Russia says destroying Libya migrant boats 'going too far'

Russia said on Thursday that Europe should model its planned operations to tackle migrant smuggling across the Mediterranean from Libya on anti-piracy patrols in waters off Somalia, but that it would be too extreme to destroy the boats used.
European Union leaders agreed last month to "identify, capture and destroy vessels before they are used by traffickers," but it is unclear how that may be achieved and the 28-nation bloc wants UN authorization for its operation.
European members of the UN Security Council - Britain, France, Lithuania and Spain - are drafting a resolution to authorize intervention on the high seas, in Libyan territorial waters and onshore in Libya to seize vessels.
Russia's UN Ambassador Vitaly Churkin said of the bid to destroy the vessels: "We think it's just going too far."
"We think that we should stay within the scope of what we have, roughly what we have for the piracy situation off the coast of Somalia.

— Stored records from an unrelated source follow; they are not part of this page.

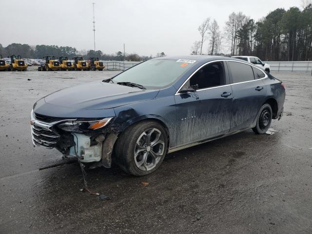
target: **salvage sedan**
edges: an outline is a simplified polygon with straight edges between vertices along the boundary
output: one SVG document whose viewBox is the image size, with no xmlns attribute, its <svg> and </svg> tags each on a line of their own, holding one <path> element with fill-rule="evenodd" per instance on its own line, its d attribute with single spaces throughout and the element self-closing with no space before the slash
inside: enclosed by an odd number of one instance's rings
<svg viewBox="0 0 312 234">
<path fill-rule="evenodd" d="M 265 133 L 282 117 L 285 97 L 281 81 L 240 59 L 157 58 L 40 99 L 32 140 L 91 168 L 113 160 L 144 176 L 166 154 L 250 129 Z"/>
</svg>

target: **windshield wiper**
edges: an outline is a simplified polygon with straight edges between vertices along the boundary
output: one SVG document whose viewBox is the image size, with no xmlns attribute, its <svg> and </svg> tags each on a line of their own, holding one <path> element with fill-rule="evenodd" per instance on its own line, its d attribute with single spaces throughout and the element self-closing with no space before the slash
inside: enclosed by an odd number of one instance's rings
<svg viewBox="0 0 312 234">
<path fill-rule="evenodd" d="M 132 83 L 132 82 L 117 82 L 117 83 L 121 85 L 126 85 L 127 86 L 131 87 L 136 87 L 141 89 L 146 89 L 146 88 L 143 85 L 136 84 L 135 83 Z"/>
<path fill-rule="evenodd" d="M 105 79 L 102 80 L 102 82 L 105 82 L 106 83 L 109 83 L 110 81 L 112 81 L 112 83 L 114 83 L 113 78 L 109 78 L 108 79 Z"/>
</svg>

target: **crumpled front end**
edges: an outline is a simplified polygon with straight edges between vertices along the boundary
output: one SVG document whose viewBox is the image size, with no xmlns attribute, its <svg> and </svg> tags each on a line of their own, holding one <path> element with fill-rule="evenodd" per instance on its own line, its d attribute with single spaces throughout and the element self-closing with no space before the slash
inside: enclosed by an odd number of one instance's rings
<svg viewBox="0 0 312 234">
<path fill-rule="evenodd" d="M 76 156 L 81 162 L 98 162 L 98 166 L 110 167 L 117 135 L 103 127 L 113 118 L 79 120 L 77 118 L 50 117 L 32 111 L 30 122 L 33 144 L 48 149 L 55 148 L 64 156 Z M 113 136 L 115 136 L 112 138 Z"/>
</svg>

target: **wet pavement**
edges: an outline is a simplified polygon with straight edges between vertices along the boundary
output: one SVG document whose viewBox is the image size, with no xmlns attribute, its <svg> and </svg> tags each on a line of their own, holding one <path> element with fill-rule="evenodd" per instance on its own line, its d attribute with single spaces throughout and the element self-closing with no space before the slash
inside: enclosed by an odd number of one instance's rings
<svg viewBox="0 0 312 234">
<path fill-rule="evenodd" d="M 33 103 L 117 73 L 0 73 L 0 233 L 312 233 L 309 74 L 273 74 L 287 93 L 273 134 L 248 131 L 178 151 L 142 177 L 116 166 L 87 171 L 89 188 L 109 200 L 79 192 L 78 163 L 39 171 L 67 161 L 33 147 Z"/>
</svg>

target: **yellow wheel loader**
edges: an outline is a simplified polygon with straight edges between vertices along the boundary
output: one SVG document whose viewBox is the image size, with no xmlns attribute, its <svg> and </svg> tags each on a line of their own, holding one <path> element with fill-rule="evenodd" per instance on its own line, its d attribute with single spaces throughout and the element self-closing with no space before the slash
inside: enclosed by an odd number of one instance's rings
<svg viewBox="0 0 312 234">
<path fill-rule="evenodd" d="M 12 55 L 10 56 L 11 58 L 11 63 L 9 69 L 10 71 L 27 71 L 27 65 L 25 64 L 25 62 L 21 59 L 20 55 Z"/>
<path fill-rule="evenodd" d="M 99 61 L 98 58 L 91 57 L 89 58 L 90 62 L 89 63 L 89 67 L 91 71 L 103 71 L 105 66 L 103 65 L 103 62 Z"/>
<path fill-rule="evenodd" d="M 90 68 L 82 57 L 74 57 L 74 70 L 75 71 L 89 71 Z"/>
<path fill-rule="evenodd" d="M 74 64 L 72 62 L 68 60 L 68 57 L 58 57 L 58 61 L 59 61 L 60 71 L 74 70 Z"/>
<path fill-rule="evenodd" d="M 2 59 L 2 55 L 0 55 L 0 71 L 8 71 L 9 64 L 5 62 L 4 59 Z"/>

We have a good precedent, so why not use it," he told reporters.
The UN Security Council resolution authorizing the anti-piracy operations calls for the seizure and disposal of "boats, vessels, arms, and other related equipment used in piracy and armed robbery at sea off the coast of Somalia."
The EU has said it plans to use its anti-piracy "Atalanta" operation off Somalia as a model for Mediterranean migrant operations. That mission specifically targeted a Somali pirate base onshore in May 2012, destroying several boats.